NASDAQ Listing Requirements and the Definition of Independent Director
In the prior Lawcast in this series I gave a brief summary of the corporate governance standards including the requirement that a majority of the board of directors be independent and that all audit and compensation committee members be independent.
Under NASDAQ rules “independent director” means a person that is not an executive officer or employee of the company and does not have a relationship with the company which, in the opinion of the board of directors, could interfere with the exercise of independent judgment in carrying out the responsibilities of a director.
NASDAQ provides a list of people that would definitely not qualify as independent, including the following:
- a director who has been employed by the company at any time during the past 3 years;
- a director who has, or has a family member who has, accepted any compensation from the company in excess of $100,000 during any period of 12 consecutive months within the prior 3 years other than (a) compensation for serving as a director, (b) compensation to a family member who is an employee but not an executive officer; or (c) funds received under certain qualified retirement plans;
Continuing who does not qualify as independent:
- a director who is a family member of an individual who was employed as an executive officer of the NASDAQ company at any time during the past 3 years;
- a director who is, or has a family member who is a partner, controlling shareholder or executive officer of any entity that either gave or received payment for property or service of either $200,000 or 5% or more of the company’s gross revenues, whichever is greater, during any of the prior most recent 3 years. Excluded from this disqualification category would be payments made solely for investments in the NASDAQ Company’s securities or payment under a non-discretionary charitable matching program.

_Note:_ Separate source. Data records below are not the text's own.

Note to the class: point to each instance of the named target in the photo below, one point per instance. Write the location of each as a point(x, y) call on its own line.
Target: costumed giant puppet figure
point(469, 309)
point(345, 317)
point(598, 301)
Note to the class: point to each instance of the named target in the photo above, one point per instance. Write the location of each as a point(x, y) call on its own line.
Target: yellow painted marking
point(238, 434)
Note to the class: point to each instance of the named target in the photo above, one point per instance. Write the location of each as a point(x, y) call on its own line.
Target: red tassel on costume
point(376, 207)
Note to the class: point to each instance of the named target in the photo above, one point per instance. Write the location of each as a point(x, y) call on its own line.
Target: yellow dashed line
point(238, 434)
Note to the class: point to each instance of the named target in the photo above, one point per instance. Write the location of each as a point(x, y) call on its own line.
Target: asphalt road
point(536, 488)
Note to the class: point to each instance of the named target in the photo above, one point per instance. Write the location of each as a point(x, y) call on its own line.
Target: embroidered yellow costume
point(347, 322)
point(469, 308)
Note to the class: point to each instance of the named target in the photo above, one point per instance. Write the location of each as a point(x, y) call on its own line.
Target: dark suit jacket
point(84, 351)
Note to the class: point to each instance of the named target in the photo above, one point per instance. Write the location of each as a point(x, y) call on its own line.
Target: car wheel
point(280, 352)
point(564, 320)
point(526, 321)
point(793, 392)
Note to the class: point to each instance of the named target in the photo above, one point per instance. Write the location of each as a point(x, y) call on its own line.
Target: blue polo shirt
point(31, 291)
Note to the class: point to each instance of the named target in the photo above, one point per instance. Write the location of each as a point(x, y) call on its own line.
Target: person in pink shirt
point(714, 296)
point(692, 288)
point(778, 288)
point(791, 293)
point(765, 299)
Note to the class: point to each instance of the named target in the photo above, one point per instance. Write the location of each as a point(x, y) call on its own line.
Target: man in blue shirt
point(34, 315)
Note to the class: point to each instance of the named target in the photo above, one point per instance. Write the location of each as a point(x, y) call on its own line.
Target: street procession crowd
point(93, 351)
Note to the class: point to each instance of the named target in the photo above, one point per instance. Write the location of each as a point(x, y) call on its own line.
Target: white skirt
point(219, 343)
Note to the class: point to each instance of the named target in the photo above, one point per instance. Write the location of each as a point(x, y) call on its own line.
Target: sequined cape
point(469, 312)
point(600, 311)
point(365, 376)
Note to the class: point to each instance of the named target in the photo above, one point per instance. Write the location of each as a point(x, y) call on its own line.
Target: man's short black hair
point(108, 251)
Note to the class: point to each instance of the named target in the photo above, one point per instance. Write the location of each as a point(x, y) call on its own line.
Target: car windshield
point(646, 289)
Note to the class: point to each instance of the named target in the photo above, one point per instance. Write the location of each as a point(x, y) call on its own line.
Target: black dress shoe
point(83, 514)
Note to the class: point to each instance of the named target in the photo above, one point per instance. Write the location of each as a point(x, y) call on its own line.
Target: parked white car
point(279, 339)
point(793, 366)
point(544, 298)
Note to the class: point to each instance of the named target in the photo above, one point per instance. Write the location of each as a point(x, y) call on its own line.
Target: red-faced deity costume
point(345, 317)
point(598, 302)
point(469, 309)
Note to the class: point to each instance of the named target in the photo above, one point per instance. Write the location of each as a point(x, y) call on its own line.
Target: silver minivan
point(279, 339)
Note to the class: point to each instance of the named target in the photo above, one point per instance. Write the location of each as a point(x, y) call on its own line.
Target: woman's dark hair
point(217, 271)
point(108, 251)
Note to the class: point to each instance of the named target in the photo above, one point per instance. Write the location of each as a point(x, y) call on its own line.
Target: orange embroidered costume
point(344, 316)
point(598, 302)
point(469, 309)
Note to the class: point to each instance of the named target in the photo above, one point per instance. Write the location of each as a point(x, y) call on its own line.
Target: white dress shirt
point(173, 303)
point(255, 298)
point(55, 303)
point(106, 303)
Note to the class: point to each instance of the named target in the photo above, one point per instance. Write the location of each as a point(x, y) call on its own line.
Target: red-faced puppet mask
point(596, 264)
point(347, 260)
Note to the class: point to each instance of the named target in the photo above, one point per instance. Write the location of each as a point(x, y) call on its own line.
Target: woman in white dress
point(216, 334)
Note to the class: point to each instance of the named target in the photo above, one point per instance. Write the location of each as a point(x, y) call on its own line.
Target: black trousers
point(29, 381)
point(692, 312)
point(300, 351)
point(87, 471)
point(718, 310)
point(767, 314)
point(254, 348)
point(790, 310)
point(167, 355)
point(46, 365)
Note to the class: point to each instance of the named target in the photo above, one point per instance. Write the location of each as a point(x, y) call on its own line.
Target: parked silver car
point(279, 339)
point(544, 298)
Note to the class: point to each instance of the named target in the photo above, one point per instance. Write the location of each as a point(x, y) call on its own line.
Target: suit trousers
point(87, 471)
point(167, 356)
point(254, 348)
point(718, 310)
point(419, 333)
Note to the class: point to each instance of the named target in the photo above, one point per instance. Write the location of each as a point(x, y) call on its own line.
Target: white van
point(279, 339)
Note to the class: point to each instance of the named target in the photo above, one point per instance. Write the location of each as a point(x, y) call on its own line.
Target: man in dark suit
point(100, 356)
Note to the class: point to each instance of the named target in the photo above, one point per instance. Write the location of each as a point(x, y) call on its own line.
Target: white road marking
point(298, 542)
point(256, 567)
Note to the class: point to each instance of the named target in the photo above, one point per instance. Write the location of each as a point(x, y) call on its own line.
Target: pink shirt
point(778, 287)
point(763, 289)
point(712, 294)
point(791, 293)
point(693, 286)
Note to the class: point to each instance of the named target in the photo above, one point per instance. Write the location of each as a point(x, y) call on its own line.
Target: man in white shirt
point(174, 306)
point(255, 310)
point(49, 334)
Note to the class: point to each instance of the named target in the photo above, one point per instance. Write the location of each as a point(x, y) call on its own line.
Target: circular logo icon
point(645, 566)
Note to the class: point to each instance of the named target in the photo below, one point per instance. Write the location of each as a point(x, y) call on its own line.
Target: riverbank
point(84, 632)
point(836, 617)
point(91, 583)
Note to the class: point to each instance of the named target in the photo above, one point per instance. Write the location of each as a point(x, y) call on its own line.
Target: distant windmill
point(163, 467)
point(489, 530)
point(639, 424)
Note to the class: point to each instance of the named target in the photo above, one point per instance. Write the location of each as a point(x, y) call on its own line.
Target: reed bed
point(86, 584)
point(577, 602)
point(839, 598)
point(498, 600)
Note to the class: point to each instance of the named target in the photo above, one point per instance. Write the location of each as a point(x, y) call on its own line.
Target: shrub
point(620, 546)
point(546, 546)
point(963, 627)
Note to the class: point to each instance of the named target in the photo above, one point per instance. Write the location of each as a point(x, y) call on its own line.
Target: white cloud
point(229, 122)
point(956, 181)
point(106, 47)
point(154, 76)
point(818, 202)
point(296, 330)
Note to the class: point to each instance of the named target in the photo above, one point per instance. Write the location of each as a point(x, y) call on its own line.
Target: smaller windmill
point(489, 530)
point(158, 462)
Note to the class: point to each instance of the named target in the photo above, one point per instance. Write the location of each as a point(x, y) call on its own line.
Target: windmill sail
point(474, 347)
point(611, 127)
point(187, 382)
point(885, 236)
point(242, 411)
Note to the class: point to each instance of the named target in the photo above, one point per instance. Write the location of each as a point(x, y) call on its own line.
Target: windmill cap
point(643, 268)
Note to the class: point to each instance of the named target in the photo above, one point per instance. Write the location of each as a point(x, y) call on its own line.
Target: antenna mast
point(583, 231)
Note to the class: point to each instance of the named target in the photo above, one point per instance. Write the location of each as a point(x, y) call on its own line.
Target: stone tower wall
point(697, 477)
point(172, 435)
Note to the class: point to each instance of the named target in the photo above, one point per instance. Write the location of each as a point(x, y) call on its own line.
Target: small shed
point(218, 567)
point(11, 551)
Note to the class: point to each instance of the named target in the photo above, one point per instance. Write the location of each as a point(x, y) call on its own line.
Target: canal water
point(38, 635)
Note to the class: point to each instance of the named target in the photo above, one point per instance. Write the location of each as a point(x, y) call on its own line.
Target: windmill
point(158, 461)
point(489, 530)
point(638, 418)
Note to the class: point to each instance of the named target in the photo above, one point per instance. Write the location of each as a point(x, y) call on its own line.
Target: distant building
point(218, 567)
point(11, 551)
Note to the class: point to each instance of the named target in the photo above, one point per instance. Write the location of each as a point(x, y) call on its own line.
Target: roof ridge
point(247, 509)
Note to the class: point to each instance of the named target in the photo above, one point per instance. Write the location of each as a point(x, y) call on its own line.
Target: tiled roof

- Next not qualifying as independent would be a director who is, or has a family member that is, employed as an executive officer of another company where a director of the NASDAQ company serves or served on the compensation committee within the last 3 years; and
- A director who is or has a family member who is, a current partner of the company’s outside auditor, or was a partner or employee of an outside auditor who worked on the NASDAQ company’s audit at any time during the past three years.